The STIX fonts are not quite ready to replace the Mathematica/Computer Modern fonts for stretchy characters (parentheses, integral signs, etc). That will require internal changes to the Mozilla-based browsers. That, in turn, will require getting MathML working again in Mozilla Trunk. Since it’s been broken for over a year, don’t hold your breath.
arXiv API
A couple of years ago, the arXivs sprouted a Trackback interface. Now, they’ve developed an API to their search facility. Submit a query (via GET or POST), and receive the result as an Atom-formatted response.
This ties in rather nicely with one of my ambitions for Instiki: to add some bibliographic features. My plan was rather simple: store bibliographic entries in bibtex format (as retrieved from SPIRES or MathSciNet), and allow users to [cite:a_key]

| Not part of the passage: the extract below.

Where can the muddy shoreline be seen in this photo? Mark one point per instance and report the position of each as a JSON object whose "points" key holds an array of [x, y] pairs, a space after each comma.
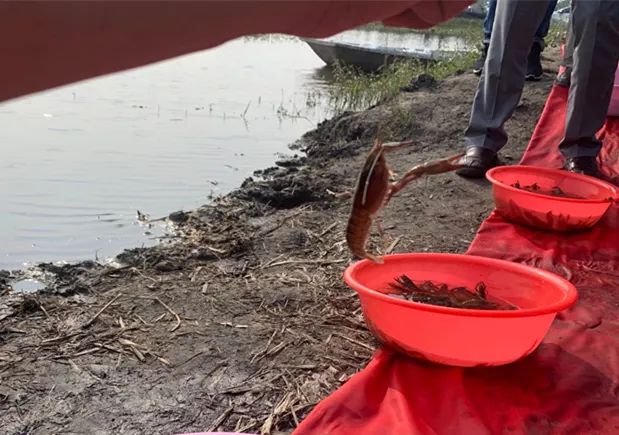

on their wiki pages. On the web, these would produce properly-formatted citations at the bottom of the wiki page. In the LaTeX export, it would produce \cite{a_key}
, which would work with a bibtex file produced from the bibliographic database.
In such an environment, having arXiv search facilities integrated into the Instiki authoring environment would be a very nice addition1. And this is clearly the early days of the arXiv API. I’m pretty sure that more cool things are yet to come.
1 If you only care about citing the arXiv version of the paper, the <atom:entry>
in the response provides all of the relevant bibliographic information. It’s only when you want to cite the published version, that the <arxiv:journal_ref>
element needs some help. If the entry contains a <atom:link title="doi" rel="related">
DOI reference, that can sometimes be resolved (eventually) to a Bibtex entry for the published paper, but there are no guarantees.
Re: Two Tech Topics
Yes, I also rushed to install them and then I wanted to see them in action. So I start Openoffice.org only to find that it doesn’t work (in Linux).
Apparently, this is known. See here. The relevant bug reports seem to be here and here.